The big thing we can’t ignore is obviously Brexit, and year ahead is inevitably going to be one of uncertainty from an economic point of view as the negotiations start in earnest. With instability in inflation and interest rates, it is safe to say that unpredictability will be a theme of the year, so likely to see very slight economic growth.
Aside from politics, there are population changes that will impact us. As an industry we are highly affected by nuances in behaviour and lifestyle trends. This is particularly evident in the over 55’s who, as the largest and fastest growing consumer cohort, have considerable power. At the other end of the age range the younger millennial consumers are drinking less alcohol, perhaps, due to more emphasis being placed on a balanced diet and healthier lifestyle.
Both of these groups still enjoy drinking, we know this from our WinePRO research and the category data, but the reasons why they will choose one drink over another are less predictable than they were and can range from the look of the label, how the label and story engages with them, to whether the marketing campaign actually connects on an emotional or physical level. We know that the consumer is now looking at lower alcohol content, lower calorie levels and altogether ‘lighter’ drinks to moderate their alcohol intake. Drinks of a lower proof such as fusion lines like our Mr Gladstone's Curious Emporium range are going to be more prevalent than ever. In fact a spike this year in fruit fusion wines and confectionery-inspired drinks, suggests that the sweeter taste palettes are not merely a flash in the pan, but are here to stay. We can expect to see more innovative surprises in fusion in 2017.
The digital impact
The impact of the digital age is also continuing to take effect on the drinks trade, with more and more consumers purchasing wine via digital devices (mobile/websites). Even a morphing of store and website (click & collect which is fast growing). When you have social, political and economic uncertainty, consumers will usually stick with products that they have tried and/or they are increasingly choosing propositions that emotionally connect with them. This is still a big opportunity for the drinks industry; looking at what we can learn from other product categories and really focusing on how our wonderful products present themselves and resonate with consumers.
We also need to recognise that digital media is bigger than TV. Social conversations start with digital devices so using social media to bring our products and propositions to life is going to be critical for success.

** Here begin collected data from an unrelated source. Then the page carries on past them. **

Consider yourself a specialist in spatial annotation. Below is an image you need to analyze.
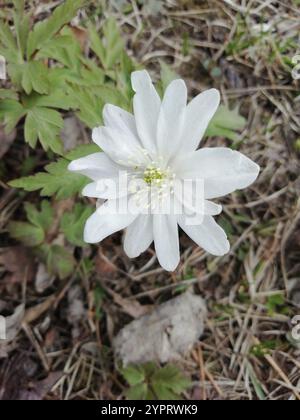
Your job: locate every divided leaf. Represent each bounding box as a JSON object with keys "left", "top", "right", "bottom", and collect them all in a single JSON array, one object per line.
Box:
[
  {"left": 89, "top": 18, "right": 124, "bottom": 70},
  {"left": 10, "top": 145, "right": 99, "bottom": 200},
  {"left": 60, "top": 203, "right": 93, "bottom": 246},
  {"left": 122, "top": 363, "right": 191, "bottom": 401},
  {"left": 27, "top": 0, "right": 87, "bottom": 58},
  {"left": 24, "top": 107, "right": 64, "bottom": 153},
  {"left": 8, "top": 200, "right": 53, "bottom": 247}
]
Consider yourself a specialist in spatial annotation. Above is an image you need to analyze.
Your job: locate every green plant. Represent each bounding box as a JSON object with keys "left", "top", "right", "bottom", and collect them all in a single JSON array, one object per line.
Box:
[
  {"left": 8, "top": 199, "right": 92, "bottom": 279},
  {"left": 121, "top": 362, "right": 192, "bottom": 400}
]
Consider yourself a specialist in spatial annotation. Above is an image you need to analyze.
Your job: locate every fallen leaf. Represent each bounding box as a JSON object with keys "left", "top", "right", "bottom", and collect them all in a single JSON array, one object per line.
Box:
[
  {"left": 35, "top": 263, "right": 55, "bottom": 293},
  {"left": 106, "top": 287, "right": 152, "bottom": 319},
  {"left": 114, "top": 291, "right": 207, "bottom": 365},
  {"left": 61, "top": 116, "right": 83, "bottom": 152},
  {"left": 95, "top": 249, "right": 118, "bottom": 277},
  {"left": 0, "top": 247, "right": 35, "bottom": 284},
  {"left": 0, "top": 304, "right": 25, "bottom": 358}
]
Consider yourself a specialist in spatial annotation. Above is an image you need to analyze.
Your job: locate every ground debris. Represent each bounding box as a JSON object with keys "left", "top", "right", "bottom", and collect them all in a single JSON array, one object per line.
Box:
[{"left": 114, "top": 292, "right": 207, "bottom": 365}]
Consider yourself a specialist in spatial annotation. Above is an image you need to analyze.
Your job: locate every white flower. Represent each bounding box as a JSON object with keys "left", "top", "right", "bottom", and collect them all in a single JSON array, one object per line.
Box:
[{"left": 69, "top": 70, "right": 260, "bottom": 271}]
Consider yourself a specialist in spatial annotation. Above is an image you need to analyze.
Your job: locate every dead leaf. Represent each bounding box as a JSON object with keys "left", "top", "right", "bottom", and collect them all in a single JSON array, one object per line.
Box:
[
  {"left": 106, "top": 287, "right": 152, "bottom": 318},
  {"left": 24, "top": 295, "right": 56, "bottom": 324},
  {"left": 0, "top": 304, "right": 25, "bottom": 358},
  {"left": 61, "top": 116, "right": 83, "bottom": 152},
  {"left": 35, "top": 263, "right": 55, "bottom": 293},
  {"left": 18, "top": 372, "right": 62, "bottom": 400},
  {"left": 0, "top": 126, "right": 16, "bottom": 158},
  {"left": 114, "top": 291, "right": 207, "bottom": 365},
  {"left": 0, "top": 247, "right": 35, "bottom": 284},
  {"left": 67, "top": 286, "right": 86, "bottom": 340},
  {"left": 95, "top": 249, "right": 117, "bottom": 277},
  {"left": 70, "top": 26, "right": 88, "bottom": 50}
]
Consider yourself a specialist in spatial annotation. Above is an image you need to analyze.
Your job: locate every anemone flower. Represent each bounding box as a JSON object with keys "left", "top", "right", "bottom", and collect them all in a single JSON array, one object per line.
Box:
[{"left": 69, "top": 70, "right": 260, "bottom": 271}]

We can also foresee a distinct blurring of category boundaries, with more fusion-based drinks and blends between different classic categories. 20 years ago a drinker’s repertoire was smaller and therefore easier to understand, but the innovation in that time has increased not only choice, but also made people more adventurous. WinePRO addresses this by seeking to understand more about the role of the wine and the drinking occasion and mapping those against the demographic profiles. People used to think very conventionally about wine, beer, cider and spirits as being very separate, whereas today’s consumer will choose different products due to their needs on any particular occasion. This is complicated further by the fusion of traditional drink categories in ready to drink formats.
Off-trade ‘convenience’ growth
We can expect to see a continuation of growth of “convenience formats” in the off-trade. Retailers are getting smarter at understanding shopper “convenience” missions and I expect to see more occasion based marketing/promo activity in 2017.
Craft beer or fine fizz
Wine including Prosecco will remain the largest drinks category in 2017, although the latter has begun to slow in its rapidly increasing growth. This slowing down is caused in part by the entry of more sparkling wines rather than any move away from bubbles. Consumers love fizz. Innovation in carbonation will be a major area of growth for 2017.
Beer may see further challenges in the coming year, but the rise of craft beers and ale will aid this struggle. Similarly, the craft element of the spirits category will continue to thrive in 2017.
Home vs going out
It is reasonable to expect also that on trade will continue to grow – consumers still hold the experience of going out to eat and drink in high importance, even through turbulent times. We know that the segment we call ‘Generation Treaters’ make up 38% of the on-trade spend, so there’s huge scope for broadening the wine offer here. The standards in on-trades have increased significantly in the last year and will continue to do so.
Neil Anderson is the Marketing Director at Kingsland Drinks Ltd one of the UK’s largest importers, bottlers, distributors and makers of wine.